RonButters at AOL.COM RonButters at AOL.COM
Tue Jun 27 21:49:55 UTC 2006

In a message dated 6/27/06 3:15:38 PM, nee1 at MIDWAY.UCHICAGO.EDU writes:

> Someone suggested that kidnapping implies (or actually describes) a
> situation in which the taking of a person has the intended goal of
> money or some specific action (e.g., the release of prisoners). While
> that is certainly an issue in the more recent case (apparently the
> captors of the Israeli soldier are making demands to ensure his
> release), as far as I can tell (I was out of town all last week, so
> not following the story very closely), the American soldiers were
> found dead and there is nothing to indicate that there was anything
> "behind" their capture (or anything more than usual in a war).

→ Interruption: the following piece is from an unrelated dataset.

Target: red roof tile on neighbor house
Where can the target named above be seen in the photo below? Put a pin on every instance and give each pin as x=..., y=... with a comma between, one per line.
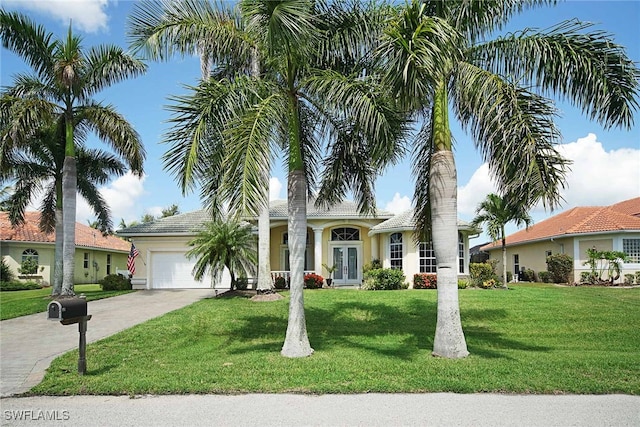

Kidnapping--at least in North Carolina--does not require holding someone for
ransom. Rapists are frequently charged with kidnapping if they force the
victim to go with them.

Soldiers who are captured for the purpose of being bartered for the release
of someone else could perhaps more accurately be described as " captured and
taken hostage."

The fact that the "enemy" in Iraq might be viewed as something other than
soldiers serving in the armed forces of a foreign military perhaps conditions one
to think of their actions as civil crimes rather than acts of war. On the
other hand, our government keeps insisting that we are "at war" and that there is
an "enemy," so in that sense the use of "kidnapped" seems unjustified and

However, I suspect that the real reason that "kidnapped" is used is not some
nefarious jingoistic propaganda plot, but merely the result of the fact that
"kidnapped" was used by the press--more or less legitimately--to describe
private citizens who were captured by anti-government forces, held for ransom of
one sort or another, and sometimes displayed on television (and even beheaded
before the cameras). It is a natural, if nonconventional, extension of the
old-fashioned use of the word undr such circumstances to describe soldiers who are
fighting a decidedly nonconventional enemy.